O terceiro e último longa da diretora, Hotel Atlântico (2009), foi uma escolha considerada ousada. O próprio autor do romance, o gaúcho João Gilberto Noll, achava sua obra difícil de ser adaptada, pois era um escritor essencialmente da linguagem. O filme, protagonizado por Júlio Andrade, acompanha um homem angustiado rodeado pela presença da morte desde que testemunhou o transporte de um cadáver num hotel.

Júlio Andrade, em sua conta no Instagram, escreveu: “Ela amava o cinema como quando se transa. Ela dizia isso. Filmou menos do que queria...Tinha uma energia interminável. Não sentava no set, sempre atenta, ficava de um lado para o outro”.

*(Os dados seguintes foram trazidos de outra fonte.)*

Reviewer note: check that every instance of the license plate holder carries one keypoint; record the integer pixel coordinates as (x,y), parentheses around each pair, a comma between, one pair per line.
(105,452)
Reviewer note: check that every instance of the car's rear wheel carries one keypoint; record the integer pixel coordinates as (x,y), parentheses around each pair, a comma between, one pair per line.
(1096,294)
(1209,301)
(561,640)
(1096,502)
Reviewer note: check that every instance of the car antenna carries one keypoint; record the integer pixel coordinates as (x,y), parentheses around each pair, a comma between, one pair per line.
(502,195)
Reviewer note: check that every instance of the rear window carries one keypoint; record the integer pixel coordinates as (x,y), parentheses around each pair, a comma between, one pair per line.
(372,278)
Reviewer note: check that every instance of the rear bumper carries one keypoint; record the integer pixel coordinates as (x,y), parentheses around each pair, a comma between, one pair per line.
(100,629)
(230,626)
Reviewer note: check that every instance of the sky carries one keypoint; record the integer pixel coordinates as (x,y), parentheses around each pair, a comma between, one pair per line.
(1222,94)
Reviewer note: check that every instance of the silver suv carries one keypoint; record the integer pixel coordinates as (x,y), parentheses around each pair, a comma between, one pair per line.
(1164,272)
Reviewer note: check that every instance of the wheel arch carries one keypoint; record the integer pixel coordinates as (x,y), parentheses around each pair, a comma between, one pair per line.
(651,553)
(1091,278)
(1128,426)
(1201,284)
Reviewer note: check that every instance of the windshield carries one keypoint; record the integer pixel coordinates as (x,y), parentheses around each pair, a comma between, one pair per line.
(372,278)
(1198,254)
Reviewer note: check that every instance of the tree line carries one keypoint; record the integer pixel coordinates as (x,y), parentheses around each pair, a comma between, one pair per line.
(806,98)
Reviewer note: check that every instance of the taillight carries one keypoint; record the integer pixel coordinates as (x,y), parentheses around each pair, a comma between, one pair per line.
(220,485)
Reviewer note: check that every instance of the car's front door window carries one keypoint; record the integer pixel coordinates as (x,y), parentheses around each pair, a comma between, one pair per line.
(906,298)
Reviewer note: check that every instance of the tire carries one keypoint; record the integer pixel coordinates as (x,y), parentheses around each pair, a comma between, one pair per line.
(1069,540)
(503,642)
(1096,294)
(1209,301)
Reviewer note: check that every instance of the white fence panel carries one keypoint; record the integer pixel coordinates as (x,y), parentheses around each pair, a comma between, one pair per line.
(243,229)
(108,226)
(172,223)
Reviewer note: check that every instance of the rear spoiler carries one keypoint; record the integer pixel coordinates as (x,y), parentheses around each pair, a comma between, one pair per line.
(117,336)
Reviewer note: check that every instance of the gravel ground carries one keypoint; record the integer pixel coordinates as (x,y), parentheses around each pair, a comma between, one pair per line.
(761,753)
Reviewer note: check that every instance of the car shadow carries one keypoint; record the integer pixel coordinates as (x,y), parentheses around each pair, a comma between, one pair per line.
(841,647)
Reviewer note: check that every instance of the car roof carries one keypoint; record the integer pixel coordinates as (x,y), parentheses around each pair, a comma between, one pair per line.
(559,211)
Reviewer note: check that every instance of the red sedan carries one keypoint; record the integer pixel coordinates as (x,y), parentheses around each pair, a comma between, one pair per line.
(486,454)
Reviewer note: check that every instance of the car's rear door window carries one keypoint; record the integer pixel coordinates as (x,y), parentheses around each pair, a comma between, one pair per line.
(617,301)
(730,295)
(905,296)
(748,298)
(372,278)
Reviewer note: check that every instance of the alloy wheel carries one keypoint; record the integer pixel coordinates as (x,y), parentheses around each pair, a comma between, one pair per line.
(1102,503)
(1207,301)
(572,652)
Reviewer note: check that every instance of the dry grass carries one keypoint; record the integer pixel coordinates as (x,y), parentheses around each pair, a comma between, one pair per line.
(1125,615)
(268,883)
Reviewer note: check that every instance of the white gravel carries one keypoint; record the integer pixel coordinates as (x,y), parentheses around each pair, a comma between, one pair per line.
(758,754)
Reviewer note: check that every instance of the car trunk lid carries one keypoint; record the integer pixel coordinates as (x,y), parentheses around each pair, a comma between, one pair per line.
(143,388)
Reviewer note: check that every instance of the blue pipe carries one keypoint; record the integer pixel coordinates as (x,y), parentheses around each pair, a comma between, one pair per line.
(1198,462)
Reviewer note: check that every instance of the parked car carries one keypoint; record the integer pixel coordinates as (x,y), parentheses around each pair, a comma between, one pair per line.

Hotel Atlântico não teve tanta repercussão como os antecessores, mas manteve, por meio do protagonista masculino, a força interior característica dos filmes da cineasta. Outro ponto que une os três filmes é a incapacidade que seus protagonistas têm de compreender o mundo ou de se comunicar, fazendo-os optar pela reclusão.

Suzana prezava o cinema autoral, sem concessões. Também prezava filmes de personagens. “Tenho uma inclinação pelos desencaixados, problemáticos, fora do comum”, afirmou.